I have an adventurous spirit and enjoy trying new things. I recently received my advanced open water scuba diving certificate and am also learning to surf, as I like water-related activities. I think that the philosophy in the book applies to my love of adventurous outdoor activities because you have to put a great deal of effort into training and practicing to become successful at them. Learning new things is also about making mistakes, which in my opinion are good, as they are part of your life experience. Living is not always about the sweet, happy things, but it also entails the challenges and sufferings. This is what makes us grateful and resilient.

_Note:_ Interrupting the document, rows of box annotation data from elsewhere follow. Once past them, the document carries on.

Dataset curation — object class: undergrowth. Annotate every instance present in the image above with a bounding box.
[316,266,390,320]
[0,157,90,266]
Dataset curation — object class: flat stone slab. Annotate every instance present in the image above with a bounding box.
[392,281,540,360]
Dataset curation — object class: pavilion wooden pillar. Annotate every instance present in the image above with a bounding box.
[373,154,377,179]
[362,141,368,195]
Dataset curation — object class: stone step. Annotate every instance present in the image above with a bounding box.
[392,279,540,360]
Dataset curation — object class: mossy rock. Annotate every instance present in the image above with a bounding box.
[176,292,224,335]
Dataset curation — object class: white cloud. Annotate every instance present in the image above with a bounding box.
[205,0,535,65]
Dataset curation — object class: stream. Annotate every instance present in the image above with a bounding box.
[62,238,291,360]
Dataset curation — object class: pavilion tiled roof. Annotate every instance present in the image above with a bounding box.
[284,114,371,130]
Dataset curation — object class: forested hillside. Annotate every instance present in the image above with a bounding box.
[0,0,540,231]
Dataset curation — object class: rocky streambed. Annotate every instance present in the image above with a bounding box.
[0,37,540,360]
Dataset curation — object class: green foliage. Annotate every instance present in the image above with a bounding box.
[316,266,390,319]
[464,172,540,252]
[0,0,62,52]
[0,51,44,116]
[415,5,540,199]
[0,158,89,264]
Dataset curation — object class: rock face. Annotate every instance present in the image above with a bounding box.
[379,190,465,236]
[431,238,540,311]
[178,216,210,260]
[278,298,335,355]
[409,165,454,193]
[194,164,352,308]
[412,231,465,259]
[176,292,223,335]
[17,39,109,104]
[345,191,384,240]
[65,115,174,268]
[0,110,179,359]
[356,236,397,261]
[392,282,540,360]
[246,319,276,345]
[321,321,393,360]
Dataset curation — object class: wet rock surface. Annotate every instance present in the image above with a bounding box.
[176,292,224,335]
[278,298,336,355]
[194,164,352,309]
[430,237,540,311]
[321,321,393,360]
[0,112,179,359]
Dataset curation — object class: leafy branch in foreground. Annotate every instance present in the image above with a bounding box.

What drew you to become a scientist?

Similarly, my adventurous spirit carries over into my passion for new discoveries in science and technology. In China, students can pick from six different majors for their studies and future career. My first choice was to become a doctor as my mother developed a rare autoimmune disease when I was in high school. When she was sick, I felt a sense of helplessness and emotional pain, but thankfully, she survived. This experience of being on the patient side of healthcare influenced me tremendously.

Over time, I realized that I am afraid of blood and gravitated more toward becoming a scientist. I excelled in math and was intrigued with chemistry after watching my teachers perform chemical reactions in class, so I changed my major to chemical/biomedical engineering.

How did you come to work at MaxCyte?

I originally thought that I would work for a pharmaceutical company. However, after the recruiter reached out to me and I learned more about MaxCyte, I realized that I found their science and technology more interesting. To me, pharma and biotech companies have different vibes; in the former, it feels like you must stay within stricter boundaries and think inside-the-box, so to speak, as the drug being developed will be consumed by people. But in biotech companies, like MaxCyte, it feels like you have the ability to be more creative and think outside-the-box to solve challenges that maybe no one has previously addressed.

If someone were not familiar with the Process Development group, how would you describe the work of your group?

The Process Development team develops end-to-end processes for large-scale drug manufacturing products including, but not limited to, antibodies, vaccines and cell therapies. While doing this work, we also evaluate various new technologies and equipment upstream and downstream of the electroporation step that MaxCyte ensures is optimized.

We also spend a lot of our time helping customers troubleshoot their already-developed or in-development processes. We serve as "consultants" for our customers—helping them troubleshoot and define their processes based on the knowledge we have gained working to engineer many different kinds of cells. We also work together with our customers to evaluate new or alternative technologies that could provide advantages or efficiencies during the manufacturing process.

For smaller companies, we help them move through the cell therapy development process to commercialization faster by helping and sharing what we have learned as they are often taking these steps for the first time. The cell therapy is so new and exciting, and I like helping these trailblazers.

The last thing I would say our team does is forge new collaborations between different vendors and biotech companies to codevelop processes, models, or tools that are going to be beneficial to the cell therapy community.

What do you enjoy most about working at MaxCyte and your coworkers?

Not only is the science and technology important at this company, but so is the culture. I am impressed by how much we do with only about 100 people. At a larger company, I think I would feel like a cog in the wheel, which is fine for some people, but would not suit me. I like new challenges and experiences and value the opportunity to talk to different collaborators and our customers and build relationships. Working at a small company also allows us to know and support everyone and celebrate each other’s achievements. We talk about science all the time and try to inspire one another in and outside of work. I really like my coworkers and the environment that we are building here.

What are you most proud of in your work?

At MaxCyte, we are trying our best to change the way that companies are discovering and developing drugs. Because of my mother’s experience, I know that the right medicines can make a difference in the lives of patients. Our Process Development team is fairly new, so we have been building everything from scratch and purchasing state-of-the-art equipment for the lab, under the leadership of Joseph Abad. We are making great progress day-by-day and every week I feel proud of our accomplishments, even the littlest achievements in cell therapy and bioproduction like the amount of titer, because overall, it matters.